The prayers for life and family, success and prosperity, peace and tranquility, accomplishment and productivity, purposefulness and meaning, will have a more intensive, personal tone. This year it requires little imagination to realize that we stand before the heavenly court and pass, in single file, to be judged and blessed. There are those who because of circumstances in their synagogues or community may curtail the prayer service and omit certain of the paragraphs that are ordinarily so much a part of the holiday service of the day. I respect the opinion of rabbis who chose to follow this route because of the local situation in which they find themselves, however to me every word of the holiday prayer book now takes on even greater meaning and relevance.

I cannot imagine that under the present circumstances that exist here in my synagogue, that we will omit any prayers. We can all do without sermons and other additions but the holy words that have been sanctified over the centuries by the tears and even the blood of millions of Jews who stood before their creator for judgment and blessing should not be absent from our lives and lips. We need to remember that wherever we are it is Rosh Hashanah and that it should be treated and observed as such.

The Talmud records that we passed before the heavenly court as soldiers in the army of King David. It also compares us to the sheep that exist around Mount Meron. Sheep and soldiers, at first glance, seem to be opposite descriptions and scenarios. Soldiers stand erect and march proudly, while sheep always have a low profile and are not given to represent strength and firmness.
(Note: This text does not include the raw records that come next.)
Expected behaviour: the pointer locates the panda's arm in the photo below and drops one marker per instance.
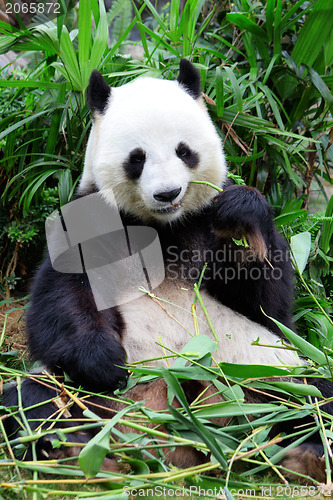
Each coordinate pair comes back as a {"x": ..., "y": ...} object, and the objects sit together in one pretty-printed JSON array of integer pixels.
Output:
[
  {"x": 67, "y": 332},
  {"x": 250, "y": 278}
]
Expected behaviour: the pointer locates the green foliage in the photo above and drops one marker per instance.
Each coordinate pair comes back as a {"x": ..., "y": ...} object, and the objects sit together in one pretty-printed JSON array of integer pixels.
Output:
[{"x": 266, "y": 70}]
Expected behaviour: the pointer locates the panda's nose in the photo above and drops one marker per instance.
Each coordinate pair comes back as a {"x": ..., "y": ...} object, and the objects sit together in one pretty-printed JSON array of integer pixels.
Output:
[{"x": 167, "y": 195}]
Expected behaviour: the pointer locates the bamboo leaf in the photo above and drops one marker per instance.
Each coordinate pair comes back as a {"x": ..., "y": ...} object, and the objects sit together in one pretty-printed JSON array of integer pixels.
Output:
[
  {"x": 314, "y": 34},
  {"x": 93, "y": 454},
  {"x": 303, "y": 345}
]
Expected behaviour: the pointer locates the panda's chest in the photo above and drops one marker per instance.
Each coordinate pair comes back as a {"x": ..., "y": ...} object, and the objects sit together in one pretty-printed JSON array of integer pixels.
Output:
[{"x": 166, "y": 318}]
Yet, I believe that we can well understand that the Talmud did not present us here with an either/or choice – soldiers or sheep. Rather, it meant to teach us that all human beings are both at the same time. We have within us enormous strength and capability, potential and firmness of purpose and behavior while at the same time we are but dust and ashes, putty in the hands, so to speak, of the Holy One who has fashioned us.

It is the challenge of life, its experiences and events that confront us as to when we should stand erect and firm as soldiers or whether we should be humble and adopt a low profile, as do sheep. Rosh Hashanah brings us face-to-face with this challenge. As far as Torah values and the Jewish people are concerned, we are certainly to be soldiers in the army of King David. But as far as our own personal wants and desires, social behavior, and communal responsibility, we should lower our egos and allow ourselves to be counted as the sheep of Mount Meron.

I send you my blessings for the new year and for a ktiva v’chatima tova.